There was a strong floor/ceiling effect of the initial rating, whereby the highest health levels during the first interview were more likely to become lower, and the lowest ratings were more likely to improve. An initial rating of “good” health, the middle SRH level, was associated with the highest consistency. Additionally, acute health events or periods of poor health between the 2 interviews had an interesting impact on reliability, as they did not affect stability or the likelihood that a respondent would change his/her rating. Conditional on a change in the rating, however, a respondent who experienced any period of poor health was significantly more likely to “downgrade” his/her rating and was also significantly less likely to “upgrade” his/her rating, compared with those who experienced no salient health events.

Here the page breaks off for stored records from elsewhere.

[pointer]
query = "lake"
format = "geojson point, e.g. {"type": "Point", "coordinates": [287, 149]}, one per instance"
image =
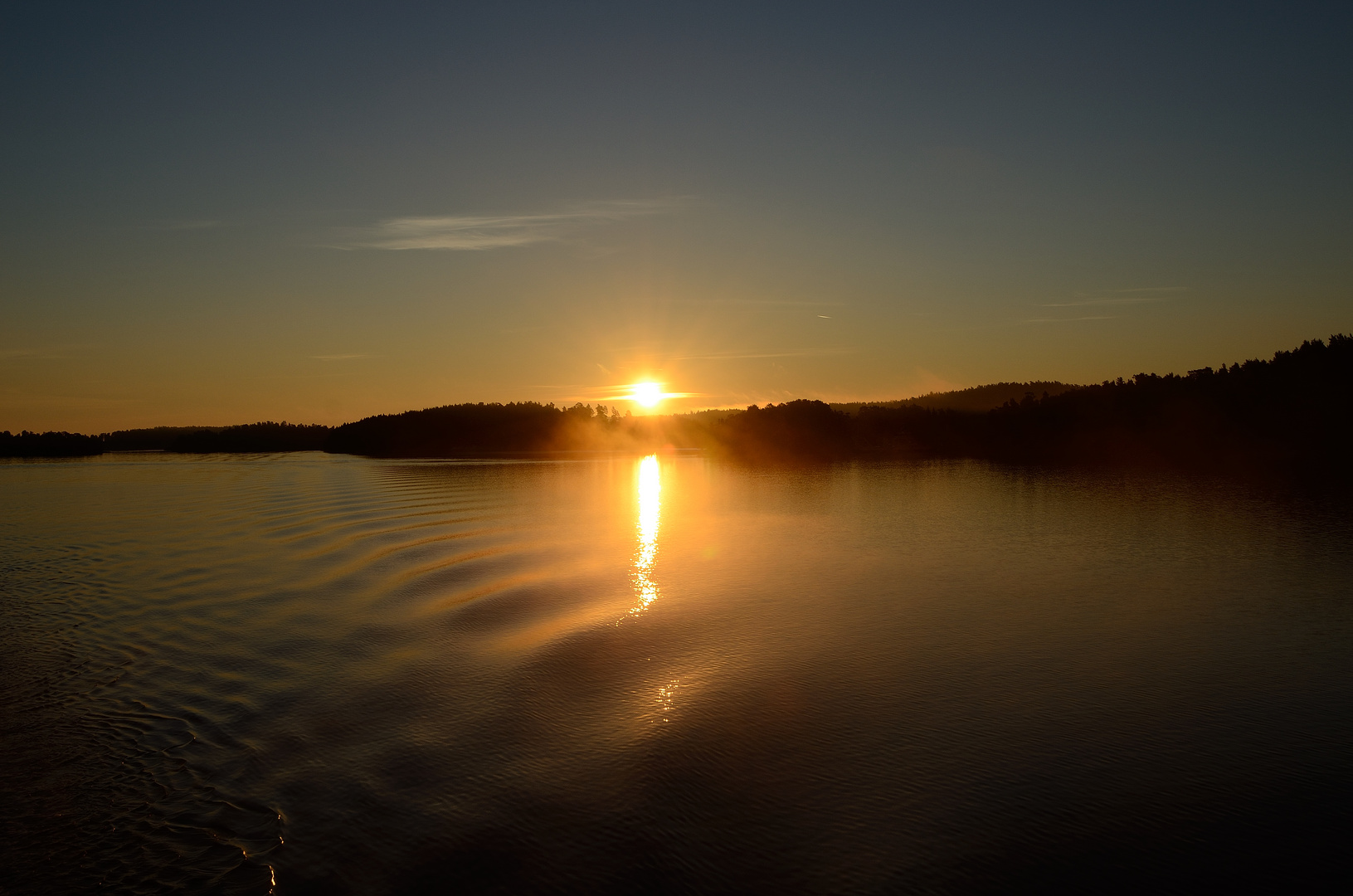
{"type": "Point", "coordinates": [328, 674]}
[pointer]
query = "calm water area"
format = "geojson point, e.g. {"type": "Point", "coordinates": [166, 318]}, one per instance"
{"type": "Point", "coordinates": [330, 674]}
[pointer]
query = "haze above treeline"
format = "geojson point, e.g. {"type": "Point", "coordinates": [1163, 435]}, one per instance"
{"type": "Point", "coordinates": [1287, 417]}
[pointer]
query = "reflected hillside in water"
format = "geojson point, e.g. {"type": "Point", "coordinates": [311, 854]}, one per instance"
{"type": "Point", "coordinates": [664, 673]}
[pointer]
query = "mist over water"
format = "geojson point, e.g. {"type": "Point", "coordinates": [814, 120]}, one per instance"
{"type": "Point", "coordinates": [329, 674]}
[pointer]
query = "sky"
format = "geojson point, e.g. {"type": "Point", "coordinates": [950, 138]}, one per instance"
{"type": "Point", "coordinates": [214, 214]}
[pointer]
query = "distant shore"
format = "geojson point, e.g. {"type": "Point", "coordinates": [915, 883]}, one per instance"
{"type": "Point", "coordinates": [1290, 417]}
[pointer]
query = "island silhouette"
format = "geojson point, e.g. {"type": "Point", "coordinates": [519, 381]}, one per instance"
{"type": "Point", "coordinates": [1290, 416]}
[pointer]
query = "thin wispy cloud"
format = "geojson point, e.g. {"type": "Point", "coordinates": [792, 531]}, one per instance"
{"type": "Point", "coordinates": [479, 233]}
{"type": "Point", "coordinates": [186, 225]}
{"type": "Point", "coordinates": [1140, 295]}
{"type": "Point", "coordinates": [739, 356]}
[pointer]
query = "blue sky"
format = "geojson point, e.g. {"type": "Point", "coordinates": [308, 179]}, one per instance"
{"type": "Point", "coordinates": [231, 212]}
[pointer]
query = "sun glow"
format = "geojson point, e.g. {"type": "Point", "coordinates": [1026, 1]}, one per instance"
{"type": "Point", "coordinates": [647, 394]}
{"type": "Point", "coordinates": [645, 551]}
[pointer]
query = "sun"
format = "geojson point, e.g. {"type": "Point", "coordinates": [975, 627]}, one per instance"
{"type": "Point", "coordinates": [647, 394]}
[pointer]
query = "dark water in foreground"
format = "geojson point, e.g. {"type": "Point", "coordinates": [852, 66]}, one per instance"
{"type": "Point", "coordinates": [332, 674]}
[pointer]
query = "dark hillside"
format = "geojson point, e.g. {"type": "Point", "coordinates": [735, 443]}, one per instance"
{"type": "Point", "coordinates": [454, 431]}
{"type": "Point", "coordinates": [975, 400]}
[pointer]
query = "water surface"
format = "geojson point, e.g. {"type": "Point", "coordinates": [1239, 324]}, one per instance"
{"type": "Point", "coordinates": [330, 674]}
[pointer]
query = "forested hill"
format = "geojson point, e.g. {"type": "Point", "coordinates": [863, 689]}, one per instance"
{"type": "Point", "coordinates": [1290, 416]}
{"type": "Point", "coordinates": [1287, 416]}
{"type": "Point", "coordinates": [976, 400]}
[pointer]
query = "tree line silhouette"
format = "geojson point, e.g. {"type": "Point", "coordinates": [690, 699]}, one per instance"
{"type": "Point", "coordinates": [1288, 416]}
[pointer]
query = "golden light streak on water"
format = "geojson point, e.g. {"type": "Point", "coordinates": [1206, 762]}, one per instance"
{"type": "Point", "coordinates": [645, 553]}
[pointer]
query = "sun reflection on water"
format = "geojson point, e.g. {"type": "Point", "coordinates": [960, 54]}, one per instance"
{"type": "Point", "coordinates": [645, 553]}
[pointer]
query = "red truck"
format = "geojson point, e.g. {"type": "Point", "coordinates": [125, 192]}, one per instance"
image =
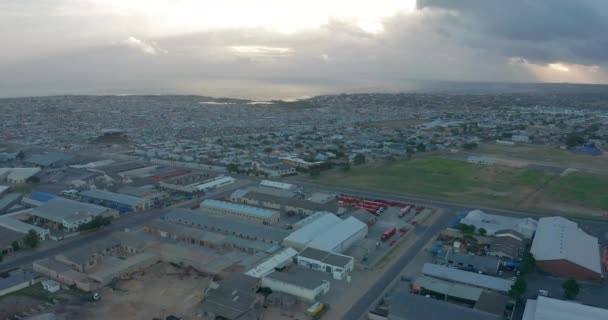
{"type": "Point", "coordinates": [388, 233]}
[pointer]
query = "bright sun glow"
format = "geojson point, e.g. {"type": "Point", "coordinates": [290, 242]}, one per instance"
{"type": "Point", "coordinates": [559, 67]}
{"type": "Point", "coordinates": [170, 16]}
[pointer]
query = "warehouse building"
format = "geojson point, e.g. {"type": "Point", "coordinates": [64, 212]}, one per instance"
{"type": "Point", "coordinates": [341, 236]}
{"type": "Point", "coordinates": [117, 201]}
{"type": "Point", "coordinates": [289, 205]}
{"type": "Point", "coordinates": [251, 213]}
{"type": "Point", "coordinates": [22, 227]}
{"type": "Point", "coordinates": [60, 213]}
{"type": "Point", "coordinates": [7, 238]}
{"type": "Point", "coordinates": [276, 262]}
{"type": "Point", "coordinates": [305, 284]}
{"type": "Point", "coordinates": [277, 185]}
{"type": "Point", "coordinates": [17, 175]}
{"type": "Point", "coordinates": [508, 244]}
{"type": "Point", "coordinates": [225, 225]}
{"type": "Point", "coordinates": [338, 265]}
{"type": "Point", "coordinates": [406, 306]}
{"type": "Point", "coordinates": [473, 297]}
{"type": "Point", "coordinates": [192, 183]}
{"type": "Point", "coordinates": [561, 248]}
{"type": "Point", "coordinates": [494, 223]}
{"type": "Point", "coordinates": [466, 277]}
{"type": "Point", "coordinates": [545, 308]}
{"type": "Point", "coordinates": [313, 226]}
{"type": "Point", "coordinates": [484, 264]}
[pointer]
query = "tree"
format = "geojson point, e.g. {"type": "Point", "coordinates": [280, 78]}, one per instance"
{"type": "Point", "coordinates": [571, 288]}
{"type": "Point", "coordinates": [528, 263]}
{"type": "Point", "coordinates": [466, 228]}
{"type": "Point", "coordinates": [31, 239]}
{"type": "Point", "coordinates": [96, 223]}
{"type": "Point", "coordinates": [421, 147]}
{"type": "Point", "coordinates": [574, 139]}
{"type": "Point", "coordinates": [359, 159]}
{"type": "Point", "coordinates": [469, 146]}
{"type": "Point", "coordinates": [518, 288]}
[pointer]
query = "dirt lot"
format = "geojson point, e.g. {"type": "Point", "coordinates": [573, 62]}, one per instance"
{"type": "Point", "coordinates": [160, 291]}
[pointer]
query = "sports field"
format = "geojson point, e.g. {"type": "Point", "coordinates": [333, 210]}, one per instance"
{"type": "Point", "coordinates": [491, 186]}
{"type": "Point", "coordinates": [446, 179]}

We also found substantial sociodemographic differences in reliability. Minority adults and those with less education had significantly lower test-retest reliability than whites and those with more schooling. Given the pervasiveness of SRH in literature on health inequalities, these group differences are important. They may, for instance, help to explain why SRH is a weaker predictor of mortality for those with lower socioeconomic status in the United States (4) and for blacks compared with whites (22, 23): With more measurement error, the estimates of the effect of SRH may be more biased toward zero for these disadvantaged groups.

Systematic differences in rating reproducibility across subgroups could arise from greater error or uncertainty about actual health status for some groups compared with others. The unequal reliability could also be caused by differential underlying distribution of health (8) if population groups vary in their actual health status and reliability is lower at some levels of health than others. In general, such reliability differentials could be problematic for the measurement and explanation of health inequalities among American adults, where researchers often use SRH as a measure of general health.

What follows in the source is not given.